It’s almost romantic.  Don’t know why, but there is a romantic quality in the mystery of it.  The drama of it.  The off-balanced, I can’t get myself together of it.  I don’t know why though.  It’s torture!  I believe that’s what we’ve be conditioned to expect.  We rationalize that this must be love.  He might be the one.  After all, it ain't a good love story without it.  That's what our favorite artist, our Jill Scott, sings about.  The “I can’t help it’s” of love.
I love Jill, no doubt.  Her lyrics are so unapologetic and madd real that they stir the passion deep down.  They are our love story poetically delivered, set to beats that make us sway as our eyes roll back in our heads.  They speak to the depth and feelin of our hunger for love.  The ups and downs of love.  But, and I say but, I don’t feel so good when I hear these lyrics.
These lyrics take me back to a place of defeat, humiliation, guilt and shame.  I failed again.  I told myself I wouldn’t but I did.  I went on a man cleanse but.  I promised I wouldn’t have sex for at least a year but.  I promised God that if he got me out of the last hurt, I’d never ever again but.  I put my hand on my hip, moving my neck and whippin my finger back and forth when I said “hell to the no” but.  Until….
Until I made a conscious decision that my mind was wiser.  Until I realized that I wasn’t the exception.  Until I accepted I wasn’t the woman who’d make a player put up his toys.  I wasn’t the one to change a cheatin man into a family man.  I wasn’t woman enough to change him.  I wasn’t pretty enough.  I wasn’t smart enough.  No matter how cute I looked.  No matter how fly my hair.  No matter how well I learned the game and how well I played it.  No matter how many “how to get him to fall in love with you” books I read.  I was going to be left feelin less because for the umpteenth time, I fell.  I failed.  I got played.  Not just by him, but worst, I played myself. 

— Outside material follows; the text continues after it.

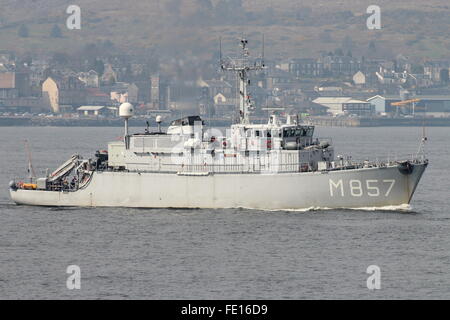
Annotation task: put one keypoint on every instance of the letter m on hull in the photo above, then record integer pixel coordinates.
(336, 188)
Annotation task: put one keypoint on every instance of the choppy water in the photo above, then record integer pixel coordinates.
(225, 254)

Dr. Phil says, “you can’t change what you won’t acknowledge.”  That was the first step for me.  My first step of recovering, if you will.  The second was to establish accountability.  I knew that I wasn’t strong enough, smart enough or stable enough to put my mind before my body.  I needed help.  I needed someone whom I respected to keep me awake.  Awake to those thoughts that kept landing me in compromise.  Awake to my lifestyle that was setting me up for failure.  Awake to that thing, that lack, that need inside that was my lullaby.  I needed someone to help me to stay awake to what I deeply and truly wanted – LOVE.
I am really deeply moved when I watch Extreme Makeover:  Weight Loss Edition on television.  You see beautiful souls imprisoned by something eating away at their insides.  Creating a hunger that they’ve used food to relieve.   Such great stories of overcoming and becoming!  I often wonder how those people are doing one year, two years later.  Sadly, many of them return even larger than they were before.  Makes you scratch your head and wonder what happened. 

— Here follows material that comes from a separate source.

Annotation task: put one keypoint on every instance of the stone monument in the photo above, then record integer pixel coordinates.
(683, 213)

Much like these brave individuals, we set a goal to lose weight.  It may not be 200 or 300 pounds. Just enough weight to get into a certain size or a certain dress.  To feel better.  To look better.  To become more healthy.  Sooooo we exercise.  We watch what we eat.  We watch how much we eat.  We spend money and hours at the gym.  We might even hire a personal trainer.   We jump up and down after our goal has been met.  Then within weeks, months, years, we’re right back to the same ole thing.  Here lies what many fitness and weight loss experts are now aware of.  In order to be successful, we have to adopt a new lifestyle.
My transformation started with a change of mind and then accountability, but ultimately, it had to become a part of me.  I had to get it.  My head was wiser than my body.   Its voice had to become louder and I had to believe it.  For me, an unavailable man would send my body into an absolute tizzy.  I found him sexy as all get out!  It wasn’t any one thing about him.  He could be as fine as Boris Kudjoe or as homely as Chris Rock.  Nonetheless, like a moth to a flame, I was drawn in.  My head had to recognize that. 
I had to tell myself the truth.  Not the general truth.  Not the surface truth.  But the real truth.  The real truth that 90% of the men I felt that thick attraction to were not available.  Not only did I have to get that in my head but I had to get that into my body too.  I couldn’t get betrayed once again by hope.  That hope that he might be different.  That hope that makes you ignore those blaring signs and magnify his potential.  That kind of hope is a lie.  It’s a betrayal.  It’s not a little white lie.  It’s a deceiver with the intent to sabotage me:  short circuit my sobriety and draw me back into my alcoholic-similar, addictive, compulsive tendencies.
“This ain’t no movie mane (man), I’m a real woman.  Been down this road before.  I just need more.”  I now have more.  You can have more.